Phylogenomics: https://merenlab.org/2017/06/07/phylogenomics/

Pangenomics: https://merenlab.org/2016/11/08/pangenomics-v2/

STOP just before running anvi-interactive, and exit the apptainer (type “exit” then hit <enter>).

7.3. Tunnel a port # of your choice for running the interactive analysis in a web browser (Chrome works best):

ssh -L 12345:localhost:12345 <userid>@submit01.hpc.psu.edu

cd $HOME/scratch/DAWG_MGS_2

nano dummy_job.sh

Enter the following script and save + exit using ctrl+o <enter>, ctrl+x <enter>:

#!/bin/bash

#SBATCH --job-name=anvio_server. # Job name

#SBATCH --nodes=1 # Number of nodes

#SBATCH --ntasks=1 # Number of tasks (processes)

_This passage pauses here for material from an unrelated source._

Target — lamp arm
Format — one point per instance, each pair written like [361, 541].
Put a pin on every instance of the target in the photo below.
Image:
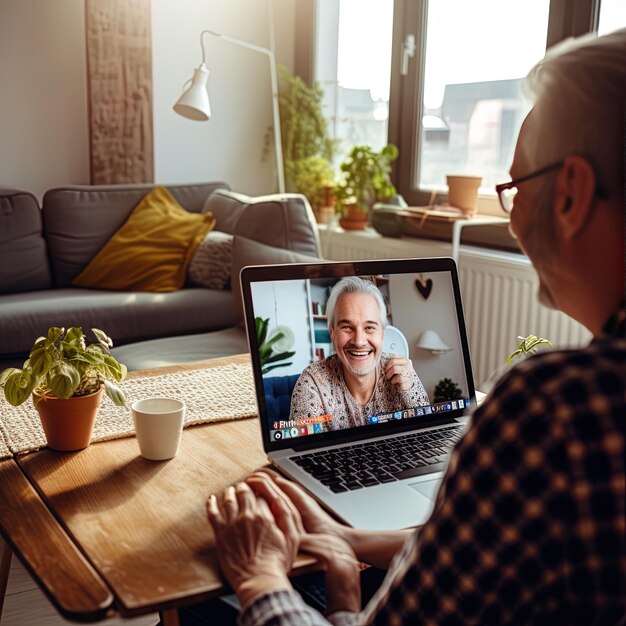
[278, 145]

#SBATCH --mem=10G # Memory per node

#SBATCH --time=4:00:00 # Wall-clock time limit (HH:MM:SS)

# Commands to be executed

sleep 4h

Run the script:

sbatch dummy_job.sh

Run squeue -u $USERto find the node the job is running on (e.g. p-sc-2369).

Log in to the node:

ssh -L 12345:localhost:12345 p-sc-2369

Now, you are ready to run anvi-interactive. Set the port # to the one you chose (12345 in this case).